Solution: The coefficient of x^3 is C(5,3) * (2)^3 * (-3)^2 = 10 * 8 * 9 = -720.

Steps: 11

Step 1: Identify the expression to expand, which is (2x - 3)^5.
Step 2: Recognize that we need to find the coefficient of x^3 in the expansion.
Step 3: Use the Binomial Theorem, which states that (a + b)^n = Σ [C(n, k) * a^(n-k) * b^k] for k = 0 to n.

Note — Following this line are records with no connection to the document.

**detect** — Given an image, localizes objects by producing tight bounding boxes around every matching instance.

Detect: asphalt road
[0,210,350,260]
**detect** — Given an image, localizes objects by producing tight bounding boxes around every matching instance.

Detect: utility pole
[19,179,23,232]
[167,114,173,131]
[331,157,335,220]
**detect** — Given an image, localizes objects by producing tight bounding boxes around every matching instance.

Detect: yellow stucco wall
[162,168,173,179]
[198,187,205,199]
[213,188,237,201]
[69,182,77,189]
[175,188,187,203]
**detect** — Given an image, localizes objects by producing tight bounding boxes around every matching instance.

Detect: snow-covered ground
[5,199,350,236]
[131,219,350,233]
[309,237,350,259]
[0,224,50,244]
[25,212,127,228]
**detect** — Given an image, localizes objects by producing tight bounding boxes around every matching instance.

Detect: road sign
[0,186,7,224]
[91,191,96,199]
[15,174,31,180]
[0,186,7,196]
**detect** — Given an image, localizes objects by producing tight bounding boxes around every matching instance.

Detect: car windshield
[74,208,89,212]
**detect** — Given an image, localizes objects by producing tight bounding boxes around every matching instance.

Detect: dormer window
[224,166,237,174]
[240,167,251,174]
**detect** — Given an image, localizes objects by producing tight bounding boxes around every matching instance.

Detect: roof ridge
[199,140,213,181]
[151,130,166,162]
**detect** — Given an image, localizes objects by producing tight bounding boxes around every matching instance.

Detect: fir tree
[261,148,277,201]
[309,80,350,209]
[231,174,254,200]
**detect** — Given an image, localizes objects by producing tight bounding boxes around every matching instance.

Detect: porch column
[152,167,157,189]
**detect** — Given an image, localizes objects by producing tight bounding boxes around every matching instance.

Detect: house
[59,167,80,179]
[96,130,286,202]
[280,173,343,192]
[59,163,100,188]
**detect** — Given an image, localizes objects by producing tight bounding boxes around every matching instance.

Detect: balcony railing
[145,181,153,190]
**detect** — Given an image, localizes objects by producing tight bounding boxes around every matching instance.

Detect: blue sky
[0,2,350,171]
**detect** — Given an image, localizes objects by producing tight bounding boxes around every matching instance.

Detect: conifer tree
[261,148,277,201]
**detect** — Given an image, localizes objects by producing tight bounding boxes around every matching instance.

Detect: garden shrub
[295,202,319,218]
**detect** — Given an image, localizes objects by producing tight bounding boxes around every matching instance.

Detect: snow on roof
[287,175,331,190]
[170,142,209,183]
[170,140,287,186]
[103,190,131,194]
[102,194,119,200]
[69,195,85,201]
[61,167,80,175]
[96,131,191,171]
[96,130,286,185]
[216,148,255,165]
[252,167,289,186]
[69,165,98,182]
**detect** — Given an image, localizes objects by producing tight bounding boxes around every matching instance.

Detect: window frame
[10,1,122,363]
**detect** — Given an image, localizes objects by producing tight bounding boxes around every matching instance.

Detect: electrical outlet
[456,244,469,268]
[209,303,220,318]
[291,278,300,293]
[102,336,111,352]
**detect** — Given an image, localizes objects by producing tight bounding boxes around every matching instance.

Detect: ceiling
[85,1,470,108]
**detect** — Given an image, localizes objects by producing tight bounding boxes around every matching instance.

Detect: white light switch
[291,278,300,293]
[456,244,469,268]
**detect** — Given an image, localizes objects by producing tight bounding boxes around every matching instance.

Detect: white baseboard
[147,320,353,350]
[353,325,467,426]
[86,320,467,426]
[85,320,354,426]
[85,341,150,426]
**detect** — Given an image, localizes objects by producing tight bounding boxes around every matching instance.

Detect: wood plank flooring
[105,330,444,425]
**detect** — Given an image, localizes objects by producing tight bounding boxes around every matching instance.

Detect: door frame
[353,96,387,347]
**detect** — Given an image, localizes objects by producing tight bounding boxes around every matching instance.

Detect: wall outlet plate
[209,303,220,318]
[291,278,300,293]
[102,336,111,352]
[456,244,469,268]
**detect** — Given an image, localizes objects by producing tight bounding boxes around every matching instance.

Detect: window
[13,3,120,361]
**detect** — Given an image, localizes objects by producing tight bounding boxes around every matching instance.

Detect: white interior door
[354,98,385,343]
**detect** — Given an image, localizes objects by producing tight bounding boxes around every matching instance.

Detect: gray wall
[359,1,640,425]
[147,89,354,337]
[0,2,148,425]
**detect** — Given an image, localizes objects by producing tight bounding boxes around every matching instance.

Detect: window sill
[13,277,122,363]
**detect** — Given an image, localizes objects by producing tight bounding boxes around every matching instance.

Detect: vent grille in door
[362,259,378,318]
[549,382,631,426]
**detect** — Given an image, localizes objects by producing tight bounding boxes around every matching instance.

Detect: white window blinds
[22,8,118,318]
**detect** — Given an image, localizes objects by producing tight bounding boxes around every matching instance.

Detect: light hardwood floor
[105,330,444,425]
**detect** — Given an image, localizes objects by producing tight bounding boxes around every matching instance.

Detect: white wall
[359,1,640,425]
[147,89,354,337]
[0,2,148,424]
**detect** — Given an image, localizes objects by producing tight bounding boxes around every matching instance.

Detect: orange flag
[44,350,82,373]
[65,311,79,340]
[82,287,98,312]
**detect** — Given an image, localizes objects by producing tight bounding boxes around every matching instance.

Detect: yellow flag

Step 4: In our case, a = 2x, b = -3, and n = 5.
Step 5: We want the term where the power of x is 3, which means we need to find the term where k = 2 (since 5 - k = 3).
Step 6: Calculate C(5, 2), which is the number of ways to choose 2 from 5. C(5, 2) = 5! / (2!(5-2)!) = 10.
Step 7: Calculate (2x)^(5-2) = (2x)^3 = 2^3 * x^3 = 8x^3.
Step 8: Calculate (-3)^2 = 9.
Step 9: Multiply the results: Coefficient = C(5, 2) * (2^3) * (-3)^2 = 10 * 8 * 9.
Step 10: Calculate 10 * 8 = 80, then 80 * 9 = 720.
Step 11: Since we are multiplying by (-3)^2, the coefficient of x^3 is positive 720.